2014年度「ハイスクール・ドラマキャンプin SAPPORO」

2014/08/17
 日露演劇会議事務局

2014年度「ハイスクール・ドラマキャンプin SAPPORO」が終わって       担当理事:守輪咲良

'14北芸3

7月22日23日の2日間にわたって、社)日露演劇会議主催「高校生のためのハイスクール・ドラマキャンプ」が札幌の北海道芸術高等学校で開催された。今年で3年目になる。1年2年3年と各5名ずつ、計15名の参加であった。

ドラマキャンプはヴォイスと演技の組み合わせになっていて、それぞれ午前中2時間、午後2時間の計4時間。ヴォイスは、第1回第2回とやまもとのりこさんが担当されていたが、都合により、やまもとさんが担当できなくなったため、今回は西村洋一さんにお願いした。

【西村洋一さんからの報告

今回はじめて担当して、ロシアの演劇大学で教えられている、レーチというヴォイス系の訓練を行った。レーチは、発声や滑舌から始まり、最終的には台詞への取り組み方までをカバーする。わたしの印象では、声の方面からスタニスラフスキー・システムを習得するためのもの。

午前中は主に基礎的なトレーニング。レーチでは、身体全体を使って声を出せるようになるために、とくに基礎的なトレーニングの際は、身体を動かしながら行なうことが多い。生徒たちは楽しそうに取り組んでいたが、意外と身体的に負荷はかかったようだ。

北芸1

午後は、短いダイアローグを用いて、声と言葉で相手と交流する訓練を行った。これには、生徒たちはなかなか苦戦していたようだ。声優科なので、滑舌はよいし台詞を表現力豊かに語ることもできる。大きな声も出せる。ただ、台詞を使って相手役に働きかける、ということが最初はうまくいかなかった。悪戦苦闘すること1時間、ようやく理解できてきたようだった。声優であっても、相手に働きかけている、という意識を持ちながら取り組むことが、結果的にはよりよい表現につながる、ということは伝わったのではないかと思う。

生徒たちは素直で吸収力もあり、また熱意もあって、やりがいのあるワークショップだった。

守輪の報告

昨年のドラマキャンプのとき、生徒から台本をつかったワークショップもやってみたいと希望があったため、今年はごく短い2人用の台本を使ってみることにした。しかし、短い時間内で15名の高校生を対象に「演技の基本」の何をどう伝えられるか・・・、一番分かって欲しいこと(大人の場合、そこが一番難しいのだが)に体当たりしていくしかないが、頭で分からせたのでは失敗で、実践で分からせられるかが問題だ。

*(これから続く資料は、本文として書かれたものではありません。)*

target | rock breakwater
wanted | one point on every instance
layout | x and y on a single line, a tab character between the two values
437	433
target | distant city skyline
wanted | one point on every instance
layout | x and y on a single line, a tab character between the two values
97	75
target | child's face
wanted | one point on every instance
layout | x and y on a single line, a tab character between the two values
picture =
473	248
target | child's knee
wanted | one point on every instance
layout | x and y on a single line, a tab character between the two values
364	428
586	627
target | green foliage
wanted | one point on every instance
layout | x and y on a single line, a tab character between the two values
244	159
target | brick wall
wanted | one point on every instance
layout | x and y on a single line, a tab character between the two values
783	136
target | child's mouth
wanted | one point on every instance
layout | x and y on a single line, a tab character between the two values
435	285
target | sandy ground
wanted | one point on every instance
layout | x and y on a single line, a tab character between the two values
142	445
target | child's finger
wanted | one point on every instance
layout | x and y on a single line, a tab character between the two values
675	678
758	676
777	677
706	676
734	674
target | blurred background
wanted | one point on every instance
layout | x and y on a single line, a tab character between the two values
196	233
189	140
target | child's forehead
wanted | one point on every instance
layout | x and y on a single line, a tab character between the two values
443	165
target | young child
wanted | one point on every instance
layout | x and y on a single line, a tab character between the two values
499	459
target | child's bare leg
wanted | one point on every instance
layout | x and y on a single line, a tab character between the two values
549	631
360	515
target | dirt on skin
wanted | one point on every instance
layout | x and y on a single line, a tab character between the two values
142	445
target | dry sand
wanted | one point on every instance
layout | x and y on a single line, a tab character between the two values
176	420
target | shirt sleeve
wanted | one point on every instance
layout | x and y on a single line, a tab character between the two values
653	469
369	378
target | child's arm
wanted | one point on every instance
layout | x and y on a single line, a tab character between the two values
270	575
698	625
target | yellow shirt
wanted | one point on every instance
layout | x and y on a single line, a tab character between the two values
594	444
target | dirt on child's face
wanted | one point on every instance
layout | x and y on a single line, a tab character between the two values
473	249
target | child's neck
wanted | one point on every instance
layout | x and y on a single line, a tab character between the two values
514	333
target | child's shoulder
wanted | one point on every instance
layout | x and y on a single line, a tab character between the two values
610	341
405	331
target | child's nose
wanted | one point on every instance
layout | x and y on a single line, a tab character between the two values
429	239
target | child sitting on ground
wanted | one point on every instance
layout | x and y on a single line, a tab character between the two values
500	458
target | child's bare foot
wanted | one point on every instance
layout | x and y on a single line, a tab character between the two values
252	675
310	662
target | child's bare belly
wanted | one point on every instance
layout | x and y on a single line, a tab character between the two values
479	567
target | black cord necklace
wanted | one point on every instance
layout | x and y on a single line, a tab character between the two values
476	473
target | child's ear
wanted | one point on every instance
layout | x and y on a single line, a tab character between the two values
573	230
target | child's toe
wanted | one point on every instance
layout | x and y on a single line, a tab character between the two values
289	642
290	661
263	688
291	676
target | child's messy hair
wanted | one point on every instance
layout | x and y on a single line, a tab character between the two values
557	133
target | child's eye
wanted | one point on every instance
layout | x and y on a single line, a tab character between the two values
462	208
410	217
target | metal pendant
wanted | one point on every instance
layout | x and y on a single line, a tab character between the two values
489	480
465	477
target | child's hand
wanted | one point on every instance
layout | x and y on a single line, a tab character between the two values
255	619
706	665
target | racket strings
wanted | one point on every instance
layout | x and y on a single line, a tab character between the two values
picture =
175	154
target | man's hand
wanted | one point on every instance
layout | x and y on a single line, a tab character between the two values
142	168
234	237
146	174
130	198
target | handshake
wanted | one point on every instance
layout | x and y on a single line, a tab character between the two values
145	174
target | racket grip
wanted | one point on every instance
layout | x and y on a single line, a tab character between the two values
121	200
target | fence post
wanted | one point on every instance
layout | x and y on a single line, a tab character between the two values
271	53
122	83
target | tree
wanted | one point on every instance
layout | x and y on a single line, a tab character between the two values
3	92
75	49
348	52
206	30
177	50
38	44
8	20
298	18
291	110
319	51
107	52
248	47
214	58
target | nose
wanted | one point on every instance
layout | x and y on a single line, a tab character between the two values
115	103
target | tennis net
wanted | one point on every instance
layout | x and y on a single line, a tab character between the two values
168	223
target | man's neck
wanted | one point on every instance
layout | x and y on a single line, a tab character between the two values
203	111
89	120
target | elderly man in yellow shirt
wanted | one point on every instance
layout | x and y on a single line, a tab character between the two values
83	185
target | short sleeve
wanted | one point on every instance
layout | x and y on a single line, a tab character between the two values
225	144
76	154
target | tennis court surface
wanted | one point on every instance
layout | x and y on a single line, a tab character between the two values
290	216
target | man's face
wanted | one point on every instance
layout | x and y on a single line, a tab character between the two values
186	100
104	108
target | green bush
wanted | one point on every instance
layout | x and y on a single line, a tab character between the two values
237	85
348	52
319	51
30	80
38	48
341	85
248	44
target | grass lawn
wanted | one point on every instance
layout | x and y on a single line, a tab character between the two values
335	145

初めに台本を読み合わせしてもらうと、いかにもセリフらしいセリフを読んでいる。次に舞台に出てお互いやり取りしてもらったが、まさしく頭で覚えたセリフを言い合っている。

北芸4

 「メソード演技」の場合、暗記したセリフを言うことを避け、台本に書かれている設定にそったインプロヴィゼーション(即興)から始める。スタニスラフスキーの基本だが、どこにいるのか、なぜここにいるのか、相手が誰で、今、何をしているのか・・・などの考えに集中し発見していく。

やり方を間違えると頭でっかちになってしまう。舞台上に「いる」感覚は自分が実際に行ったことのある場所を選ばせ、そこにいると何が見えるか、何が聞こえるかなど感覚に集中するように指示していく。

驚いたことに最初にやった3年生はあっという間に集中しはじめ、相手と自然にやりとりをはじめた。実に自然に何の抵抗もなく与えられた設定に入っていく。1年生は少しギクシャクしてしまって、うまくいかない自分との葛藤がみられたが、それでも懸命にその場にい続けた。

導入で、俳優には舞台上で考える力が必要であること、そして子供の遊びのなかにある想像力について話したが、果たして生徒たちに何か伝わったのか・・・。若い人たちの素直な感性と吸収力に驚かされた。

後日、担当の先生からは「生徒も多かれ少なかれ気付いたことがあったようでした。今後の演技の勉強にぜひ活かして欲しいと思います。」とのお礼が届いた。これから届くことになっている生徒たちからのアンケートに何が書かれているかは、まだ分からない。